I’ve said ‘pretty good’….one way to understand how good it is, is to compare him to other great pitchers who were pitching effectively into their forties. I found a list of ten players:
Pitcher
|
Age
|
IP
|
rWAR
|
W-L
|
SV
|
ERA
|
ERA+
|
Phil Niekro
|
45-46
|
435.2
|
6.4
|
32-20
|
0
|
3.59
|
109
|
Gaylord Perry
|
43-44
|
403
|
3.5
|
17-26
|
0
|
4.51
|
94
|
Cy Young
|
43-44
|
289.2
|
3.2
|
14-19
|
0
|
3.08
|
100
|
R. Johnson
|
44-45
|
280
|
3.5
|
19-16
|
0
|
4.24
|
106
|
Satchel Paige
|
45-46
|
255.1
|
6.4
|
15-19
|
21
|
3.28
|
123
|
Tommy John
|
45-46
|
240
|
-0.1
|
11-15
|
0
|
4.84
|
81
|
Nolan Ryan
|
45-46
|
223.2
|
1.4
|
10-14
|
0
|
4.06
|
97
|
R. Clemens
|
43-44
|
212.2
|
5.0
|
13-12
|
0
|
3.18
|
141
|
Hoyt Wilhelm
|
45-46
|
171.2
|
5.4
|
11-11
|
26
|
1.84
|
172
|
Jim Kaat
|
43-44
|
109.2
|
-1.3
|
5-3
|
2
|
4.02
|
91
|
This is a good list: five Hall-of-Famers, plus Jim Kaat, Tommy John, Roger Clemens, and Randy Johnson. These are, as far as I could find, the ten best pitchers who lasted into their middle forties. There’s no dud in the bunch: they are all top-100 pitchers….most would be in the top-25.

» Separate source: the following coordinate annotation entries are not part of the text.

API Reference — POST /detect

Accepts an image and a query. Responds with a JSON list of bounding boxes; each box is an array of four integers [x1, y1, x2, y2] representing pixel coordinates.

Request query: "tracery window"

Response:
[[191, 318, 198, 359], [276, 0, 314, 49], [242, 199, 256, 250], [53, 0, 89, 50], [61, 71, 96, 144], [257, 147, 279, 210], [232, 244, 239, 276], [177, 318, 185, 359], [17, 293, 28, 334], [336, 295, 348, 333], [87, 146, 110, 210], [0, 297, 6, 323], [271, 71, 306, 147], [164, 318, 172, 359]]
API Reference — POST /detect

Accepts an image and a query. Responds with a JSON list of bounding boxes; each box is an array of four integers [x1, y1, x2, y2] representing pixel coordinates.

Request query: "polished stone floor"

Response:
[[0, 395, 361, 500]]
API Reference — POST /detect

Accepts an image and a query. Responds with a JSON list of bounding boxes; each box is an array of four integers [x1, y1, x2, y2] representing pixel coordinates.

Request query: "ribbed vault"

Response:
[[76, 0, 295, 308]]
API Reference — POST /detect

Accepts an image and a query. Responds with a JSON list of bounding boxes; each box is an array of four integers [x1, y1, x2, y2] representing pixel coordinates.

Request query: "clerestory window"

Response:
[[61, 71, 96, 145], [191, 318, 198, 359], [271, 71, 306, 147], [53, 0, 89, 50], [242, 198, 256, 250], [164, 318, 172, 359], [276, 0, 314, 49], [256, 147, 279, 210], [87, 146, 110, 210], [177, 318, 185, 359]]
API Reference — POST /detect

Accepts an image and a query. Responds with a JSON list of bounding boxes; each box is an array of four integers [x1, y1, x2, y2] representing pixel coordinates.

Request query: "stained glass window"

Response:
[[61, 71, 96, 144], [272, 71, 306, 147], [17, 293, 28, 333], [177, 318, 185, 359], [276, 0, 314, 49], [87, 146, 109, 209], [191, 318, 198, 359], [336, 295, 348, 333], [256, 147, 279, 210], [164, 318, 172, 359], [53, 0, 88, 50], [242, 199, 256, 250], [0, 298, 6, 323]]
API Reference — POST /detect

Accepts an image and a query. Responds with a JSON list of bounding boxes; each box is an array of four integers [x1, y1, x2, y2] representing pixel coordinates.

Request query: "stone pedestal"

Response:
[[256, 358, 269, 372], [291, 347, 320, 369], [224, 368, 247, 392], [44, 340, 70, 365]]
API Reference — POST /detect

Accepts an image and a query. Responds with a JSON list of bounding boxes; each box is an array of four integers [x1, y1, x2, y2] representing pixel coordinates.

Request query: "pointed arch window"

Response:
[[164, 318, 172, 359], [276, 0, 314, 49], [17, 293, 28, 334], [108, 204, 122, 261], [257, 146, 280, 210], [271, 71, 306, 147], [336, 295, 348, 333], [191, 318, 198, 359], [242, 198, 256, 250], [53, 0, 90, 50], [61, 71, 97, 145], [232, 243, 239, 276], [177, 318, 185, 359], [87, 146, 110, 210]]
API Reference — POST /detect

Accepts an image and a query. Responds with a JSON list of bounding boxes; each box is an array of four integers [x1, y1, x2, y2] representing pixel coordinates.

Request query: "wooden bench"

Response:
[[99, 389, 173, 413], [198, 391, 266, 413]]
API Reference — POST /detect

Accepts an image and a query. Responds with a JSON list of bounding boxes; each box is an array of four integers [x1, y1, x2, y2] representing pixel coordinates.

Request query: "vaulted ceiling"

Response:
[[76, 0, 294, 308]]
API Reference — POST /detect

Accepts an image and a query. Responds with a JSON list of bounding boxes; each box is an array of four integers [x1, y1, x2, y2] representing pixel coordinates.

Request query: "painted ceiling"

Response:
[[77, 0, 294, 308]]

And Satchel is either the best of the group, or the second-best, behind Hoyt Wilhelm. WAR credits Satchel as providing the same value as Niekro, over 180 fewer innings. His Adjusted ERA ranks behind Roger Clemens and Wilhelm, and is well ahead of everyone else. Paige is two years older than Clemens, and Paige didn’t have a lot of the medical (ahem) advantages that Clemens has.
This is only a fragment: there’s no way to look back and figure out how many games Paige would’ve won in the major leagues. This fragment only tells us that Paige, as a forty-six year old, was a better pitcher than just about anyone who has played professional baseball at that age. Looking backwards from that vantage, it’s not unreasonable to think that Satchel Paige, identified by DiMaggio and Williams and Feller and Dizzy Dean and Buck Leonard as the best pitcher they ever saw, might have actually been the best pitcher ever.
So that’s my five: Wagner, Ruth, Satchel, Mays, Bonds.